A CPI mista que vai investigar Carlinhos Cachoeira deve ser instalada nesta terça-feira (17). A presidência deverá ser de um senador do PMDB e o relator, um deputado do PT. Uma das principais preocupações de senadores e deputados é a movimentação financeira das empresas que serviam à quadrilha.

A investigação da Operação Monte Carlo já identificou dezenas de empresas que foram usadas, segundo a Polícia Federal, para desviar o dinheiro para a quadrilha. O bicheiro Carlinhos Cachoeira foi ou é sócio de mais de 50 empresas e outras controladas por meio de laranjas.

Uma delas é a empresa Brava Construções. Segundo relatório da PF, a Brava tem como sócios Alvaro Ribeiro da Silva e João Macedo de Miranda, mas quem movimentava a conta, na verdade, era Geovani Pereira da Silva, apontado como contador da organização criminosa e que continua foragido.

Entre setembro de 2009 e julho de 2010, foram depositados na conta da Brava R$ 2,671 milhões e, no mesmo período, sacados R$ 2,644 milhões. O dinheiro que passava pela conta foi transferido para várias pessoas.

Luis Carlos Almeida Ramos, o irmão de Cachoeira, por exemplo, recebeu mais de R$ 100 mil em apenas uma transferência. Em outra transação, o cunhado de Cachoeira, Adriano Aprígio de Souza, apontado como testa de ferro do bicheiro, recebeu R$ 65 mil.

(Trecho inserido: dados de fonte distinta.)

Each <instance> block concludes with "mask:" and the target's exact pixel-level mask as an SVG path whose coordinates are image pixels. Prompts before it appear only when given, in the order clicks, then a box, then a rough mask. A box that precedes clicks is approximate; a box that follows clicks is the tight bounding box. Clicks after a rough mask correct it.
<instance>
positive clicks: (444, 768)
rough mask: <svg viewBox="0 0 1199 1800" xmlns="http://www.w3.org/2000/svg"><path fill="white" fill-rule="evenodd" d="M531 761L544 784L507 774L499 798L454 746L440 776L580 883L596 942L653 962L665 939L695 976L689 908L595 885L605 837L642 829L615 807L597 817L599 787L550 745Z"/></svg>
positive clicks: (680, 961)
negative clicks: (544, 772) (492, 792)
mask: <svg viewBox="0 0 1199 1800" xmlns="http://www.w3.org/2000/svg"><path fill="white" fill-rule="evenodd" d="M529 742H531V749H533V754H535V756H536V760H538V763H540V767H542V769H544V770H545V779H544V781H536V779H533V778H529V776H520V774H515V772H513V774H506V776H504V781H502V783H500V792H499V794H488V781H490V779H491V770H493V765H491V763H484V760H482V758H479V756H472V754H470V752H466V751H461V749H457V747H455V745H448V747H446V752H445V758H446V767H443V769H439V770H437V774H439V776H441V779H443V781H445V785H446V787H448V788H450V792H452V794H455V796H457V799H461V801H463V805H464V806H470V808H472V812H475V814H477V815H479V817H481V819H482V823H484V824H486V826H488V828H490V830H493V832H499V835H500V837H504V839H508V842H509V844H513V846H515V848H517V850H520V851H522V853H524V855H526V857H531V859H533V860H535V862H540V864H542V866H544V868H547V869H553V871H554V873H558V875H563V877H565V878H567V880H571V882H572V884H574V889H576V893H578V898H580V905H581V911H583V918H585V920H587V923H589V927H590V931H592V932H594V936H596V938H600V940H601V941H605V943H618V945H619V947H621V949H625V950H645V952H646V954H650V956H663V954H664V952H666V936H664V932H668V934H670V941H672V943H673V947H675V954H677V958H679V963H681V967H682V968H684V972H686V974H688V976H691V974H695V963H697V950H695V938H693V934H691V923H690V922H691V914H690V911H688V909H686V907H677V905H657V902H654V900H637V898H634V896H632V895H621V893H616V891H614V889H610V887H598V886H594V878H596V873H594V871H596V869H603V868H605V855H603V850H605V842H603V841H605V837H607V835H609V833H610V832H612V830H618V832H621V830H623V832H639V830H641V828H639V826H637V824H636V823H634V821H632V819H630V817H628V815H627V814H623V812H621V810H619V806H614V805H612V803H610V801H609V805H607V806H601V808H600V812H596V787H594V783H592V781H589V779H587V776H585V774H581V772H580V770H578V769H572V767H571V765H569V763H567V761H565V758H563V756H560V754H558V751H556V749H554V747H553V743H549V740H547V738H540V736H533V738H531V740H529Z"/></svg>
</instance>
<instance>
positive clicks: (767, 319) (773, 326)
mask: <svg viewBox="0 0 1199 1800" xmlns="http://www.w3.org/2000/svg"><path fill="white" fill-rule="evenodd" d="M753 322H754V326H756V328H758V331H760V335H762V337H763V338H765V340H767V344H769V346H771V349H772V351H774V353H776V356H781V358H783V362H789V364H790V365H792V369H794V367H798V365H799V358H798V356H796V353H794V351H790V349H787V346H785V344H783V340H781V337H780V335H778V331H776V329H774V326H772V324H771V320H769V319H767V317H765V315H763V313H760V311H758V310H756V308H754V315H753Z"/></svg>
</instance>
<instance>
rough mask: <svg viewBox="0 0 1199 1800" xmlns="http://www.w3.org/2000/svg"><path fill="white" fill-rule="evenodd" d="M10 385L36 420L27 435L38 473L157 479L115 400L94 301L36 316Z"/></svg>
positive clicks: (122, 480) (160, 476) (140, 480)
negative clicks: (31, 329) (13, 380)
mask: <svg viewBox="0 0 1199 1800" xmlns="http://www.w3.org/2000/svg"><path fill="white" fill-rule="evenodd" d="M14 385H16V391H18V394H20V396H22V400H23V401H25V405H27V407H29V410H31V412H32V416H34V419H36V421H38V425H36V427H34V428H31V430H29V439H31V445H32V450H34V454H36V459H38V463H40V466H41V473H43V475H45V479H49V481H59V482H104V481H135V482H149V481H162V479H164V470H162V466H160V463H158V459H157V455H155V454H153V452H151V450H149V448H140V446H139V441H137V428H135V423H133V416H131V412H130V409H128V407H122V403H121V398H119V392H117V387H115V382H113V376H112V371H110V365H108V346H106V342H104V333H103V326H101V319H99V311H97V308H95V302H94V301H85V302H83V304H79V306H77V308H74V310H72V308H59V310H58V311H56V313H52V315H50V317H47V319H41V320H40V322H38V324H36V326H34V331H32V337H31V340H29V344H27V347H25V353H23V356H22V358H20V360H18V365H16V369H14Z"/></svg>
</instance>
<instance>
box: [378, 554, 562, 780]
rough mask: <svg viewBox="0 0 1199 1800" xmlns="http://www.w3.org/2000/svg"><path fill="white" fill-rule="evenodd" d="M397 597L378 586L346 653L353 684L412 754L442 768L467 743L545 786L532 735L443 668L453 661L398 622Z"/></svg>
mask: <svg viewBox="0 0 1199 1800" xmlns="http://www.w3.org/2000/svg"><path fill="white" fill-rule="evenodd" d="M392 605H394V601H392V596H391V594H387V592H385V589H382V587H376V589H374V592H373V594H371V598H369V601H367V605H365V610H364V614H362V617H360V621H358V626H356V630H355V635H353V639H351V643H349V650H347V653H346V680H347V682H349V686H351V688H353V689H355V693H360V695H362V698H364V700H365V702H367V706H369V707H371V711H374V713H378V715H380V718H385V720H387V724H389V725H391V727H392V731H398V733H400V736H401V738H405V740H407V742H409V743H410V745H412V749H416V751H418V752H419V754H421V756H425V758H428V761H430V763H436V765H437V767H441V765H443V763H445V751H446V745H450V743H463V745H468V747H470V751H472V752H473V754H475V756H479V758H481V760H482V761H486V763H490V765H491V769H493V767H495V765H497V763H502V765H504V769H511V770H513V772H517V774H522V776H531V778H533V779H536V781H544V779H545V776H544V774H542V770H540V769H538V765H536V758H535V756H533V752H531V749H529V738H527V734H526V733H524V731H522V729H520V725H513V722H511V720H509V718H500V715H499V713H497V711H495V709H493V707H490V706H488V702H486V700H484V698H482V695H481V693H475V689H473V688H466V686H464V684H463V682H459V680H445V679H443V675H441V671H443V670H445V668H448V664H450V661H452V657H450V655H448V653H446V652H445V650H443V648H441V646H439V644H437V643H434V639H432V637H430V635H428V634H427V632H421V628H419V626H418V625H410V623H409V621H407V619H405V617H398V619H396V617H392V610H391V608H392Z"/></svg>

A polícia também descobriu depósitos da construtora Delta em uma conta da empresa Brava, seguidos de diversos saques em espécie. Agora, quer desvendar até onde vai a relação financeira da Delta com a quadrilha comandada por Carlinhos Cachoeira.

Outro trecho do relatório revela que a conta da empresa Alberto & Pantoja Construções, que também serviu à quadrilha, era movimentada por quatro pessoas, entre elas Cláudio Abreu, diretor da Delta afastado depois das denúncias, e o contador Geovani.

Segundo reportagem do jornal Folha de São Paulo, Geovani sacou da conta da Pantoja, em 2010, ano eleitoral, R$ 8,5 milhões. Segundo a reportagem, essa empresa foi aberta em fevereiro de 2010 apenas para receber dinheiro da Delta.

A empresa Delta informou que só dará respostas quando for solicitada pela Justiça. Luis Carlos de Almeida Ramos, irmão de Carlinhos Cahoeira, Adriano Aprígio de Souza, cunhado dele e Cláudio Abreu, ex-diretor da empresa Delta, não foram encontrados para comentar a reportagem.

A CPI começa os trabalhos na terça-feira (17). O que chama a atenção é o volume de dinheiro movimentado pelo grupo de Carlinhos Cachoeira em esquemas ilegais.